Oxygen Vacancies‐Rich TiO2/C Nanofibers with Boron, Nitrogen Dual‐Doping for Ultrafast Sodium Storage

Abstract

AbstractTiO2 is an intercalation pseudocapacitive material with low potential and minor structural changes during the sodium storage process. However, the intrinsic electronic conductivity and ionic diffusion kinetics are not unsatisfactory for ultrafast sodium storage. Defect engineering plays a pivotal part in improving the sodium storage kinetics of TiO2 anode materials. Now the common defect regulation methods are complicated. Herein, a simple NaBH4 reduction method is proposed to produce rich oxygen vacancies and boron doping in nitrogen‐doped TiO2/C mesoporous nanofibers, and the finally obtained oxygen vacancies (OVs)‐rich TiO2/C nanofibers (TC‐OVs) also build internal vertical channels.
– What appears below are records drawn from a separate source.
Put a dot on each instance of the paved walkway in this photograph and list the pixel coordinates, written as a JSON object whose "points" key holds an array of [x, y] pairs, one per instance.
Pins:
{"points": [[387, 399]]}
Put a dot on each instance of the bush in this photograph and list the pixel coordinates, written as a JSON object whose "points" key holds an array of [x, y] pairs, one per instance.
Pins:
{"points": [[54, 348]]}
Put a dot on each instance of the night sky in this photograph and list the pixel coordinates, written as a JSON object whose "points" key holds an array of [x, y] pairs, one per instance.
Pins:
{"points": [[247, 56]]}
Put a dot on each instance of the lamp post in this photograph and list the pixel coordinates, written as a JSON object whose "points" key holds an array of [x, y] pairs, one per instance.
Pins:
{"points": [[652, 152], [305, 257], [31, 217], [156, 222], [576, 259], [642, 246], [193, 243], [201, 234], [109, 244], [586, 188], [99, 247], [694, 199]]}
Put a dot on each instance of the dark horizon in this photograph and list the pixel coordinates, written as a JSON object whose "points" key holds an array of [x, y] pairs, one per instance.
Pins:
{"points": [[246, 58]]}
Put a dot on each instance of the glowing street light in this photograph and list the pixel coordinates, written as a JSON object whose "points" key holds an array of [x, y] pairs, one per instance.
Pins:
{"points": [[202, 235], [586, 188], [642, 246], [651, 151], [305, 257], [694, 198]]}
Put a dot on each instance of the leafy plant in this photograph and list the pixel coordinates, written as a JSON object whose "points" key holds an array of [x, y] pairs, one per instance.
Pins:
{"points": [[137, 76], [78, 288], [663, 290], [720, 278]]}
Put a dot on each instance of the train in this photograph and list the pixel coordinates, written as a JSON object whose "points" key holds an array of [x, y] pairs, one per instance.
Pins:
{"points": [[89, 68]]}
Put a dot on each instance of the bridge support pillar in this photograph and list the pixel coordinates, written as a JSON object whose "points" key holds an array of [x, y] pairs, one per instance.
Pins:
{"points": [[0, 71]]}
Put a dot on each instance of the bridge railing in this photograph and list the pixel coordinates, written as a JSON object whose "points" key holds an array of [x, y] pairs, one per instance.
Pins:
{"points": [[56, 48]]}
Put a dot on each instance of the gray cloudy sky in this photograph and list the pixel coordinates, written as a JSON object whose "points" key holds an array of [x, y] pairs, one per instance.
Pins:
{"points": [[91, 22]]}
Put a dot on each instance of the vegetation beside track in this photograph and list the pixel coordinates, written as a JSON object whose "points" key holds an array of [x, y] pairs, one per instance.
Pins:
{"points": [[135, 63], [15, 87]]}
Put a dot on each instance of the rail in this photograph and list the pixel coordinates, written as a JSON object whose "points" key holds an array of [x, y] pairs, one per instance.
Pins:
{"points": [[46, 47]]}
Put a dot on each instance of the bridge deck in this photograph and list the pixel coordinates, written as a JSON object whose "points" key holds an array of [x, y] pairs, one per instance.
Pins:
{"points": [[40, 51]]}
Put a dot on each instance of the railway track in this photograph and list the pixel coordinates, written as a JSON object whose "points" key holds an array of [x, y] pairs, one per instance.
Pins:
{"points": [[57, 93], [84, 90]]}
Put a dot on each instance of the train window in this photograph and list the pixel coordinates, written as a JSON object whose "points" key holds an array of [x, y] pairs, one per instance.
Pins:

This particular structure of TC‐OVs favors fast transport for electrons and ions, resulting in ultrafast rate capability (156 mAh g−1, 2 A g−1) and long lifespan (139 mAh g−1, 1000 cycles, 1.0 A g−1). The inspiring sodium storage performance of TC‐OVs benefits from the high pseudocapacitance contribution (94%, 5.0 mV s−1). This work provides a method to adjust defects and structures of TiO2 electrode materials for ultrafast chemical energy storage.